First, she encourages people to examine their motives: Are you operating from a place of care for your friend, or are you trying to soothe your own discomfort? If you’re truly concerned for your friend, instead of asking how they’re doing, Ms. Kwong recommends inquiring about how you can support them right now. Offer to do something specific, like running an errand for them, ordering food on their behalf or donating to a fund they support. She encourages white people to continue their own anti-racist work both independently and alongside their other white friends.
Accept you might have outgrown this friendship.
Just because a friendship has existed for a long time doesn’t mean it’s capable of providing you with what you need today. Ms. Denworth said we should take this moment to identify our weaker friendships: “The ones that aren’t sustaining you, don’t make you feel good and that are lopsided.” Some behaviors you tolerated before — an unkind or critical friend, for instance — may not work for you now. She recommends shuffling that relationship to the outer rings of your friendship circle.
If there’s been emotional or physical distance
Many people are so focused on their own immediate needs that they don’t have the bandwidth to show up for others. These are the cases in which there hasn’t been hostility between friends, just a noticeable drifting apart.

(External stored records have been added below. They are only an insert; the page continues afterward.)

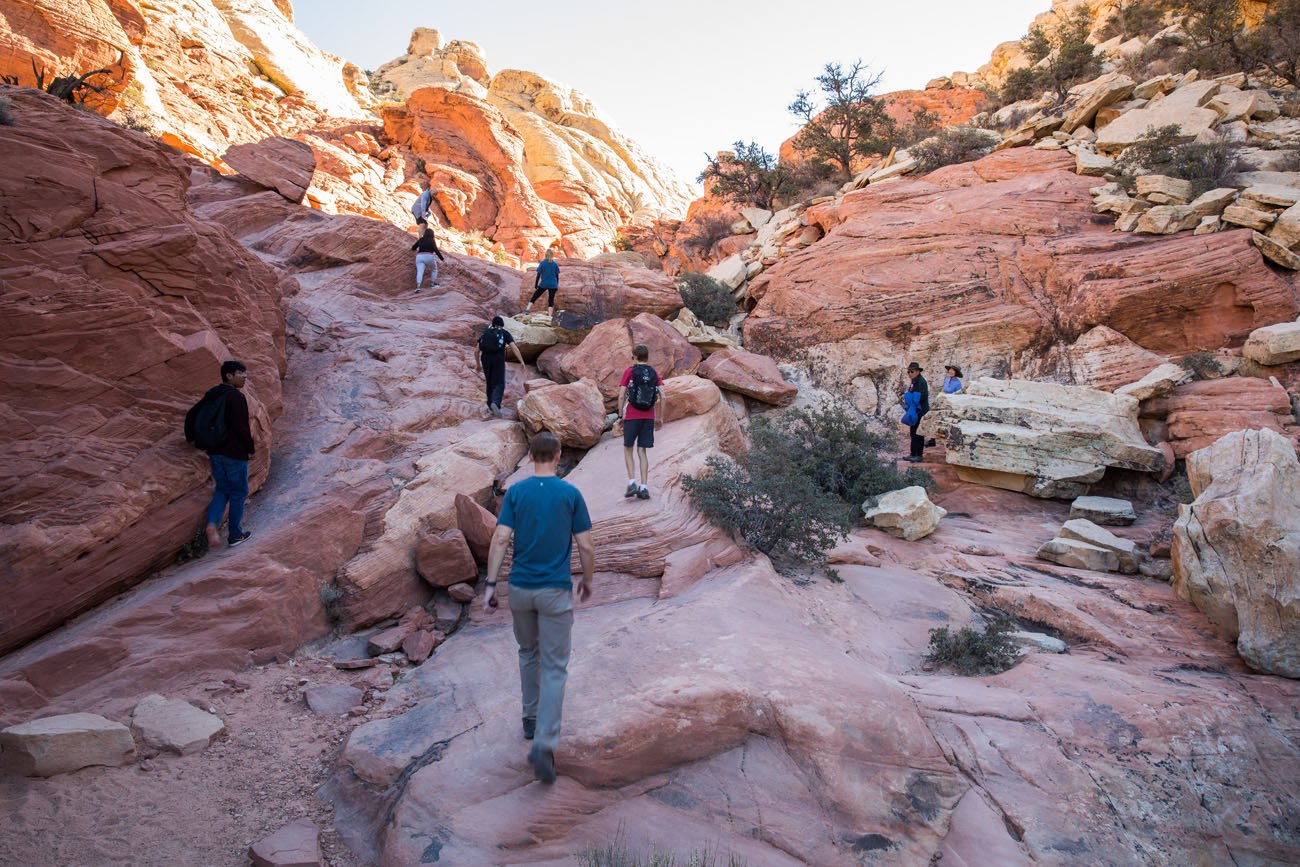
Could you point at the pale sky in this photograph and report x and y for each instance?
(685, 77)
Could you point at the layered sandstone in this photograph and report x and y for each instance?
(583, 177)
(121, 307)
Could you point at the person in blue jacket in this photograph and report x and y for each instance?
(915, 403)
(547, 281)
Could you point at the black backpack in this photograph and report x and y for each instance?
(206, 423)
(644, 389)
(493, 341)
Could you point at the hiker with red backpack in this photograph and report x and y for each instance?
(492, 359)
(641, 407)
(219, 424)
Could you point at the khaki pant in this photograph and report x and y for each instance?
(544, 623)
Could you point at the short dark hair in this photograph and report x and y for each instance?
(544, 447)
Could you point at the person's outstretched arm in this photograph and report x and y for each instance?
(586, 554)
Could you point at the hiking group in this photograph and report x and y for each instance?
(541, 517)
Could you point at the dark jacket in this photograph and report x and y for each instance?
(239, 445)
(427, 243)
(923, 388)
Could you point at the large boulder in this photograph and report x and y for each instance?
(1236, 547)
(754, 376)
(60, 744)
(1197, 414)
(1039, 438)
(573, 412)
(906, 512)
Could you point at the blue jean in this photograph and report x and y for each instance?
(232, 481)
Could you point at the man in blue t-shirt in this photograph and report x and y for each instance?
(544, 515)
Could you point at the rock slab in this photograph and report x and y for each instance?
(906, 514)
(61, 744)
(174, 725)
(294, 845)
(1236, 547)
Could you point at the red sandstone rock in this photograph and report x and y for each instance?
(754, 376)
(980, 261)
(477, 525)
(278, 164)
(573, 412)
(443, 559)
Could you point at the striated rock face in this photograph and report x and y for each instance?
(1039, 438)
(988, 264)
(199, 74)
(1236, 547)
(120, 308)
(584, 177)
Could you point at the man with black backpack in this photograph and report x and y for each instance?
(492, 358)
(641, 410)
(219, 424)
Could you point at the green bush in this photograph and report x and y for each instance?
(953, 144)
(801, 485)
(709, 299)
(1158, 151)
(616, 854)
(973, 651)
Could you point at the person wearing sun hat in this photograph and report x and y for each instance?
(953, 381)
(915, 401)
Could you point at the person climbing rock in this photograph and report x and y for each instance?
(421, 206)
(219, 424)
(427, 255)
(490, 359)
(544, 515)
(641, 410)
(547, 280)
(915, 402)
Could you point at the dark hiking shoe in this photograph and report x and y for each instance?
(544, 764)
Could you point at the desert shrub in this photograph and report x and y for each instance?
(1160, 151)
(705, 234)
(835, 447)
(974, 651)
(618, 854)
(953, 144)
(800, 488)
(1203, 364)
(709, 299)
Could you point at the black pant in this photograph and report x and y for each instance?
(550, 295)
(918, 442)
(494, 373)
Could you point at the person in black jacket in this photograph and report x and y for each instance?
(490, 360)
(230, 460)
(427, 255)
(918, 384)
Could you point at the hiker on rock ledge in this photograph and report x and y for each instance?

Be proactive about establishing contact with friends you haven’t spoken to in a while. “You’re not going to randomly bump into your friends at the bar,” Ms. Kwong said. “You’re going to have to make time to meet with friends virtually now.” She said we should schedule our check-ins as if they were a work meeting. Quality is more important than quantity, so if you only have enough energy to reach out to a few cherished friends, that’s fine.
Write a handwritten letter telling your friend how much they mean to you. Voicing your deep appreciation could help strengthen your bond. “It is scary to do though, because they could not reciprocate,” Ms. Shaiq said. “But sometimes we just have to be authentic to ourselves.”
Try not to take a “no” personally.
If someone says they can’t talk to you right now, don’t spiral into negative questions and assumptions. “Whenever anyone says no, it’s basically them taking care of themselves,” Ms. Kwong said. Respect their decision and let them know your door is always open to them.
If there’s been confusion or disappointment
Communication has stalled. You aren’t sure where your friendship stands at the moment. You want closure, but that may not be possible.